Guardiola tak bisa mendampingi Manchester City lantaran ia terkena kartu merah pada laga Liga Champions musim lalu saat menghadapi Liverpool di leg kedua babak perempat final. Hukuman Guardiola masih berlaku di musim ini.


Lantaran Guardiola tak bisa mendampingi tim, Arteta bakal bertindak jadi juru taktik yang langsung mendampingi perjuangan Raheem Sterling dan kawan-kawan di lapangan.
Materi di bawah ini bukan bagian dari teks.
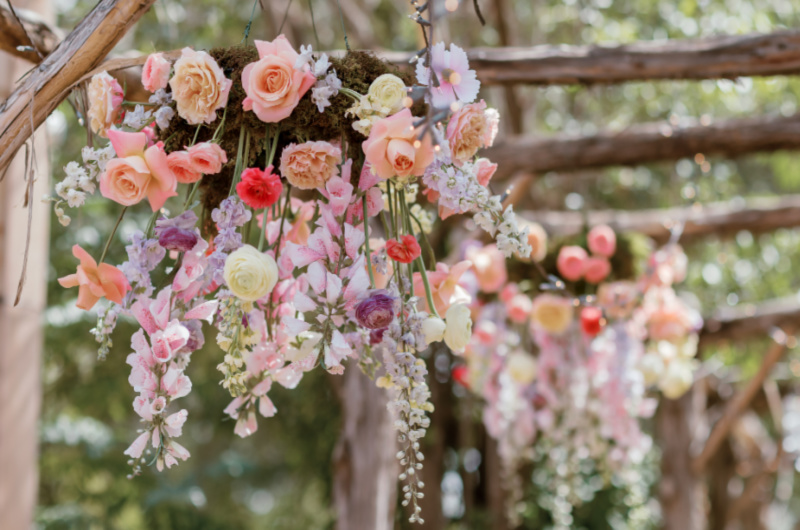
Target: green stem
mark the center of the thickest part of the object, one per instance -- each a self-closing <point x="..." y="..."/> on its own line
<point x="110" y="237"/>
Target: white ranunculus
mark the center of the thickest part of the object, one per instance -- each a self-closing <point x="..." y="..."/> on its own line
<point x="459" y="327"/>
<point x="250" y="274"/>
<point x="433" y="328"/>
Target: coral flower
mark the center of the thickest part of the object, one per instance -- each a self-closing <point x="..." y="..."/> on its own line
<point x="259" y="188"/>
<point x="95" y="281"/>
<point x="404" y="251"/>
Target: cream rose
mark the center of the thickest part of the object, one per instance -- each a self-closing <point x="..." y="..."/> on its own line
<point x="388" y="91"/>
<point x="250" y="274"/>
<point x="199" y="87"/>
<point x="459" y="327"/>
<point x="105" y="99"/>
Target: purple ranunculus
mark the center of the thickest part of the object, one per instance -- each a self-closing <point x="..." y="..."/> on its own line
<point x="173" y="238"/>
<point x="377" y="310"/>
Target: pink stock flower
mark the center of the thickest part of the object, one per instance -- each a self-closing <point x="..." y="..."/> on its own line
<point x="137" y="173"/>
<point x="489" y="266"/>
<point x="155" y="73"/>
<point x="595" y="269"/>
<point x="571" y="263"/>
<point x="456" y="81"/>
<point x="393" y="149"/>
<point x="95" y="281"/>
<point x="602" y="241"/>
<point x="273" y="85"/>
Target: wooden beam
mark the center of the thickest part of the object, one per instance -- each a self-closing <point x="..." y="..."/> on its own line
<point x="720" y="218"/>
<point x="47" y="85"/>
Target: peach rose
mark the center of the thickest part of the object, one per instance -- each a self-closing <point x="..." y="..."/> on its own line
<point x="155" y="73"/>
<point x="181" y="166"/>
<point x="390" y="148"/>
<point x="137" y="172"/>
<point x="489" y="266"/>
<point x="207" y="158"/>
<point x="273" y="85"/>
<point x="199" y="87"/>
<point x="595" y="269"/>
<point x="105" y="99"/>
<point x="571" y="262"/>
<point x="467" y="131"/>
<point x="309" y="165"/>
<point x="602" y="241"/>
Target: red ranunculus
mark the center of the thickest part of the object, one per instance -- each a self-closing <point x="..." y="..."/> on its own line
<point x="259" y="188"/>
<point x="591" y="320"/>
<point x="406" y="251"/>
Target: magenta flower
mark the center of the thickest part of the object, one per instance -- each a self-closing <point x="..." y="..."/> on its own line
<point x="456" y="81"/>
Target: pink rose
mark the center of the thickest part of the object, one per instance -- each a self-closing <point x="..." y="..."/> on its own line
<point x="273" y="85"/>
<point x="393" y="149"/>
<point x="155" y="73"/>
<point x="137" y="172"/>
<point x="485" y="170"/>
<point x="207" y="158"/>
<point x="571" y="262"/>
<point x="181" y="166"/>
<point x="467" y="131"/>
<point x="595" y="269"/>
<point x="602" y="241"/>
<point x="199" y="87"/>
<point x="309" y="165"/>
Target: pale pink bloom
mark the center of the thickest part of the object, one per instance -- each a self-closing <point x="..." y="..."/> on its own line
<point x="571" y="262"/>
<point x="595" y="269"/>
<point x="456" y="81"/>
<point x="273" y="85"/>
<point x="137" y="173"/>
<point x="207" y="158"/>
<point x="155" y="73"/>
<point x="95" y="281"/>
<point x="444" y="286"/>
<point x="602" y="241"/>
<point x="390" y="148"/>
<point x="199" y="87"/>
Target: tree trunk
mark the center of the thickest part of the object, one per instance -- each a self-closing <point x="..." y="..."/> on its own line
<point x="365" y="467"/>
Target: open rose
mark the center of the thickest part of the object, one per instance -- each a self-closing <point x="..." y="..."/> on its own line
<point x="273" y="85"/>
<point x="199" y="87"/>
<point x="393" y="149"/>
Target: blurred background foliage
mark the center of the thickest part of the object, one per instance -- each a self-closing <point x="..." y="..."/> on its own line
<point x="280" y="478"/>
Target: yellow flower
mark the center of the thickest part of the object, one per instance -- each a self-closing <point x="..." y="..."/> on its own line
<point x="250" y="274"/>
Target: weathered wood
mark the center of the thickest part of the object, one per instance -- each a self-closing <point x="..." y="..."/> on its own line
<point x="47" y="85"/>
<point x="721" y="219"/>
<point x="645" y="143"/>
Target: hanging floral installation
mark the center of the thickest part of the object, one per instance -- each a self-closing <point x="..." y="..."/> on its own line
<point x="565" y="368"/>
"Guardiola sangat kecewa. Kami tahu betapa Liga Champions sangat berarti untuknya. Ini adalah laga pertama dan vital untuk perjalanan di babak penyisihan."

Manchester City berambisi membidik sukses di Liga Champions musim ini.Manchester City berambisi membidik sukses di Liga Champions musim ini. (REUTERS/Phil Noble)
"Guardiola tentu tak memilih hal ini namun inilah yang terjadi. Saya ada di sini untuk coba melakukan yang terbaik," ujar Arteta seperti dikutip dari Sportskeeda.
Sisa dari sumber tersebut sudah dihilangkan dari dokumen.